For international conservationists, the turning of the year is marked not by changing seasons but by international travel opportunities – and this year September is a bumper month. It opens with the IUCN World Conservation Congress in the hyper-remote Hawai’i, and ends with the 17th Conference of the Parties to the Convention on International Trade in Endangered Species (CITES) in Johannesburg.

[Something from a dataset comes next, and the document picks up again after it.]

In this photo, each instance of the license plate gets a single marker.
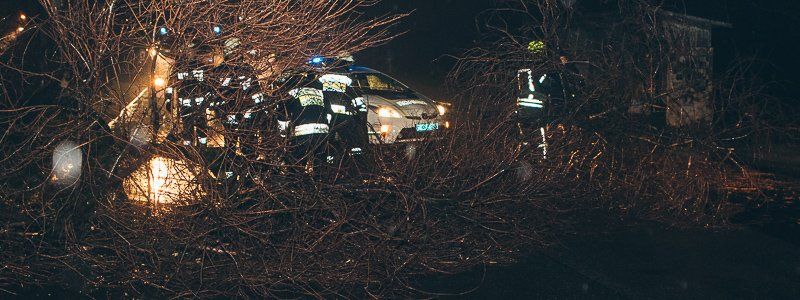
(427, 127)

Looking at the website for the CITES COP, I was greatly struck by its logo. Hats off to the graphic designers, who have created the unmistakable outline of a white rhinoceros from the silhouettes of other species, pangolin, eagle, hammerhead shark, elephant and lion to name just a few. Moreover, it is all in savanna orange, with the African continent as its green heart, deep in the rhino’s chest. The choice of the rhino outline works at several levels – because the recovery of white rhinoceros is one of the great South African success stories of the twentieth century, and because the debate about trade in rhino horn is currently a key issue for CITES.
So, even by the high standards of conservation graphic design, the CITES logo is wonderfully striking, encapsulating what CITES is for, and speaking clearly to the conservation vision of its South African hosts. At CITES COPs, it is always rhino time.
But looking at the COP17 rhino more carefully, I began to see it a bit differently. Rather than clocking the species, I began to notice the absences. Deconstructing the image stimulated two uncomfortable reflections on the way conservation sees itself.
First, where are the plants? The recognizable outlines within the rhino are animals – mostly in fact mammals – the usual beauty parade of charismatic species. There are plants, but they are few and stylized: three kinds of agave or palm-like ground plants, stuck in to fill spaces at various sizes and positions. At least as reflected in this image, CITES seems chiefly to be about animals. This is not the fault of the designer, who has in fact very precisely reflected conservation’s abiding obsession with vertebrates, and the selling power of images of persecuted furry animals. There are, in fact, 301 species of plant on CITES Appendix 1, and no less than 29,592 species on Appendix 2 (for comparison, the figures for mammals are 300 and 501). Of course, plants are not so easily recognizable, certainly not as a silhouette, and the designer has carefully and cleverly chosen recognisable species. At the same time the COP17 rhino is very revealing: conservationists love animals, especially big, instantly recognisable charismatic ones.
The second absence is more serious. Where are the people in the COP 17 rhino? Again, there are, in fact, some there, but only three of them.: a marginal presence, and highly romanticised. The people are drawn like cave paintings of hunter-gatherers – stylized, in traditional dress, and thin. The COP 17 rhino shows people in a way that accurately reflects African conservation’s paternalist colonial gaze: a savanna continent stuffed with game, with a few local people eking out traditional lives around the edges (a vision also dear to the BBC). Conservation is not like this, and nor is wildlife trade.
The COP 17 rhino should be full of people. Where are they all? Where are the farmers, pastoralists, fishers, slum dwellers, and industrial workers and their poverty, hunger and dreams? Where are the poaching gangs, the European ‘security advisers’ with their helicopters and night vision glasses, and the game guards with their guns? Where are the middlemen, the fat cat traders, the overworked customs officers, the corrupt officials, the distracted judges? Where are the consumers, in their nice houses with their lust for fertility enhancement or jewelry or fantasy cuisine, or garden furniture, or hardwood musical instruments? Where are we, with our cars and air conditioning and aeroplanes, our boarding cards, conference badges and subsistence expenses?
We are nowhere to be seen, because we are behind the scenes. Conservation likes to imagine (and to present) its work as an engagement with wildlife, not people. So the COP 17 rhino is not a faulty image at all. It is an all-too-accurate portrayal of the conservation world, where people fly round the globe to discuss lists of rare species and their plight. And where the heavy money is spent on just a few, the biggest, the most charismatic, the most loved.
CITES listing alone does not ‘save’ species. The Convention was an extraordinary advance when it was signed in 1975, and is still important. But regulating legal trade in wild species is just one element in a much larger conservation challenge. That challenge does not lie in fine-tuning lists of species that can and cannot be legally traded. It lies in addressing human demand for land, for commodities, for fripperies and pleasures and the markets (legal and illegal) that translate it into the loss of habitat and the depletion of wild populations.
It t is what people do that matters in conservation: all of us, each in our own way sucking in the world’s resources, playing our part in hollowing out nature. And for that reason it is people that should fill the rhino.
Rhinos are important, and trade in rhino horn one of many important and thorny issues for CITES. But it is time to move on: to go beyond rhino time. We need to recognise that in conservation it is always people time.